Let me know if you'd like a diagram or explanation using graphical methods!
Let’s interpret each one step by step using vector addition principles.
---
Problem 1:
```
10 N (up and to the right) + 10 N (up and to the left) = ???
```
Assuming:
- The first vector is 10 N at 45° (diagonally up-right).
- The second vector is 10 N at 135° (diagonally up-left).
These two vectors are symmetric about the vertical axis.
#### Step-by-step:
- Break both into x and y components.
- First vector (45°):
$$
F_{x1} = 10 \cos(45^\circ) = 10 \cdot \frac{\sqrt{2}}{2} \approx 7.07\, \text{N} \\
F_{y1} = 10 \sin(45^\circ) = 10 \cdot \frac{\sqrt{2}}{2} \approx 7.07\, \text{N}
$$
- Second vector (135°):
$$
F_{x2} = 10 \cos(135^\circ) = 10 \cdot (-\frac{\sqrt{2}}{2}) \approx -7.07\, \text{N} \\
F_{y2} = 10 \sin(135^\circ) = 10 \cdot \frac{\sqrt{2}}{2} \approx 7.07\, \text{N}
$$
Now add:
- Total x-component: $ 7.07 + (-7.07) = 0 $
- Total y-component: $ 7.07 + 7.07 = 14.14\, \text{N} $
So the resultant is:
$$
\boxed{14.14\, \text{N upward}} \quad (\text{along the positive y-axis})
$$
---
Problem 2:
```
10 N (up and to the right) + 10 N (leftward) = ???
```
Assume:
- First vector: 10 N at 45° → same as before: $ F_x = 7.07\, \text{N}, F_y = 7.07\, \text{N} $
- Second vector: 10 N to the left → $ F_x = -10\, \text{N}, F_y = 0 $
Add components:
- $ F_x = 7.07 + (-10) = -2.93\, \text{N} $
- $ F_y = 7.07 + 0 = 7.07\, \text{N} $
Now find magnitude:
$$
R = \sqrt{(-2.93)^2 + (7.07)^2} = \sqrt{8.58 + 50.0} \approx \sqrt{58.58} \approx 7.65\, \text{N}
$$
Direction:
$$
\theta = \tan^{-1}\left(\frac{7.07}{-2.93}\right) \approx \tan^{-1}(-2.41) \approx 116^\circ \text{ from positive x-axis}
$$
So the resultant is approximately:
$$
\boxed{7.65\, \text{N at } 116^\circ} \quad (\text{up and to the left})
$$
---
Problem 3:
```
10 N (up and to the right) + 5 N (rightward) = ???
```
First vector: 10 N at 45° → $ F_x = 7.07\, \text{N}, F_y = 7.07\, \text{N} $
Second vector: 5 N to the right → $ F_x = 5\, \text{N}, F_y = 0 $
Add:
- $ F_x = 7.07 + 5 = 12.07\, \text{N} $
- $ F_y = 7.07 + 0 = 7.07\, \text{N} $
Magnitude:
$$
R = \sqrt{(12.07)^2 + (7.07)^2} = \sqrt{145.68 + 50.0} \approx \sqrt{195.68} \approx 14.0\, \text{N}
$$
Direction:
$$
\theta = \tan^{-1}\left(\frac{7.07}{12.07}\right) \approx \tan^{-1}(0.585) \approx 30.3^\circ \text{ above x-axis}
$$
So the resultant is approximately:
$$
\boxed{14.0\, \text{N at } 30.3^\circ} \quad (\text{up and to the right})
$$
---
✔ Final Answers:
1. 14.14 N upward
2. 7.65 N at 116° (or ~26° above negative x-axis)
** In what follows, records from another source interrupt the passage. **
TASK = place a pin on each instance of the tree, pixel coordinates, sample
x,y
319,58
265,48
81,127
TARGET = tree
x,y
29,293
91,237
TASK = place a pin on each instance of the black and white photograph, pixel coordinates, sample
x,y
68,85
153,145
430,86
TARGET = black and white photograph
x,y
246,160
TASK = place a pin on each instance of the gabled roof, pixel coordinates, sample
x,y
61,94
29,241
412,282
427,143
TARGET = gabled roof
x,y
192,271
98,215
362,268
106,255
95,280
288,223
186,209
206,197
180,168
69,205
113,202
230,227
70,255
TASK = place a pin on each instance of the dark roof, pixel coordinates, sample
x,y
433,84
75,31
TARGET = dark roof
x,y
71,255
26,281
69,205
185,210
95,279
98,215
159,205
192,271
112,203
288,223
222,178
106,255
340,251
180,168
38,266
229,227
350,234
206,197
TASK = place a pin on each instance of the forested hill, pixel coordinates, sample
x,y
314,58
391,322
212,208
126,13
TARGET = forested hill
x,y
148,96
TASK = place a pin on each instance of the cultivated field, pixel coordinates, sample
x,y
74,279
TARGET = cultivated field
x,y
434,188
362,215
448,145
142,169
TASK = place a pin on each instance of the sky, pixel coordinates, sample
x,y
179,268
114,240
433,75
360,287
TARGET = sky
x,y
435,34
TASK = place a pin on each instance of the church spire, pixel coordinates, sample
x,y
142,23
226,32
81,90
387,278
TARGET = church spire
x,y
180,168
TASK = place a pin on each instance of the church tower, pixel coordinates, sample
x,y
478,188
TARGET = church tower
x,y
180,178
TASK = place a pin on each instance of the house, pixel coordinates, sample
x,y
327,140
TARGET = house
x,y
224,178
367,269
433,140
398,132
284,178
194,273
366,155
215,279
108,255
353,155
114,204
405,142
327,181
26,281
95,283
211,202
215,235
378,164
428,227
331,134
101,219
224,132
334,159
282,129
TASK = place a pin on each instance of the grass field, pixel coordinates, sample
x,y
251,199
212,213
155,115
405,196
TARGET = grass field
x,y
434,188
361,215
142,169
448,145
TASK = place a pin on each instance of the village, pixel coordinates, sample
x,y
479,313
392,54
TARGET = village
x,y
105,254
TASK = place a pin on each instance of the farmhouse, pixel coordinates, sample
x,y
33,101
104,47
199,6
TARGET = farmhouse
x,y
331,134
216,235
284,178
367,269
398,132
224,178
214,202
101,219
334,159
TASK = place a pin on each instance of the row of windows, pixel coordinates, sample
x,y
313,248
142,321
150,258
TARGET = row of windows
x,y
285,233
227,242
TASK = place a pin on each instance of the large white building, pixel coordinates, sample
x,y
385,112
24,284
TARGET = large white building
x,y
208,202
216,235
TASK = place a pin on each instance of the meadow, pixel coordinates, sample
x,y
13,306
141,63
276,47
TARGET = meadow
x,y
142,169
3. 14.0 N at 30.3° (above positive x-axis)
> ⚠️ Note: These assume the diagonal vectors are at 45°. If the angles differ (e.g., not exactly 45°), please specify. But for typical textbook diagrams, this assumption is standard.
Let me know if you'd like a diagram or explanation using graphical methods!
Parent Tip: Review the logic above to help your child master the concept of adding and subtracting vectors worksheet.